To understand the impact of this clause, we need to understand what constitutes an “Undertaking” under the law applicable in this context.
The meaning of “Undertaking” is defined under articles 101 and 102 Treaty On the Functioning of European Union (TFEU).
One obvious way of determining the scope of this word is to consider that where one company exercises “Control” over another company, they form a single economic entity and hence are part of the same undertaking.
This means that if a company is a holding company and the subsidiary company is the one subject to penalty, the holding company may become part of the global undertaking. If the holding company is in EU and the subsidiary companies are in one or more other countries, then all of them will become part of the “Undertaking”. Beyond this, it would be the specific ruling that any Court may give or which the supervisory authority may imply.

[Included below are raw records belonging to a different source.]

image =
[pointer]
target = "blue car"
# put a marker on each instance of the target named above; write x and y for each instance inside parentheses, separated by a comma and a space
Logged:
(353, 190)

If therefore, Infosys (an example only) is an Indian company and has subsidiaries in EU where it is a Data Controller and is subject to some fine, then the turnover of Infosys becomes part of the turnover of the undertaking. Now if Infosys subsidiaries in other countries also hold cross holdings in the EU entity, then some crazy EU court may add the global turnover of Infosys as the turnover of the undertaking to determine the fine.
This may mean that the revenue generated by the employees of the Company in India out of their operations here which have no relevance to EU operations will be taxed in EU.
The legality of such a measure is considered debatable.
Also, when Infosys-EU signs a Data Controller contract and creates a charge on the earnings in India which are enforceable against the EU subsidiary, the share holder’s of the Indian Company may have reasons to ask if their wealth gets eroded.
At first glance, the addition of “Global Turnover” in the computation of the penalty appears to be an over reach in law and may not sustain a proper scrutiny. But this is some thing which NASSCOM has to address and consult international law experts such as Harish Salve and clarify.
In the meantime, Indian companies having some operations through EU subsidiaries need to ensure that the “Holding Company Turnover” does not become a factor that increases the potential liability of the EU subsidiary. This can be done through shedding the “Holding Company Status” and ensuring that the EU subsidiary and the Indian parent (hitherto) company maintain an arms length relationship without any director level control or shareholder level control.
When companies who donot require to follow GDPR want to adopt GDPR as a “Standard” they should ensure through proper disclosures that “The adoption of GDPR compliance as a business strategy across all the global units of the undertaking” is not treated as a prima facie admission that there exists a global networking relationship across all such companies exposing the aggregate turnover of all such companies to the risk of being considered for fine computation.
I look forward to a response from NASSCOM on this matter.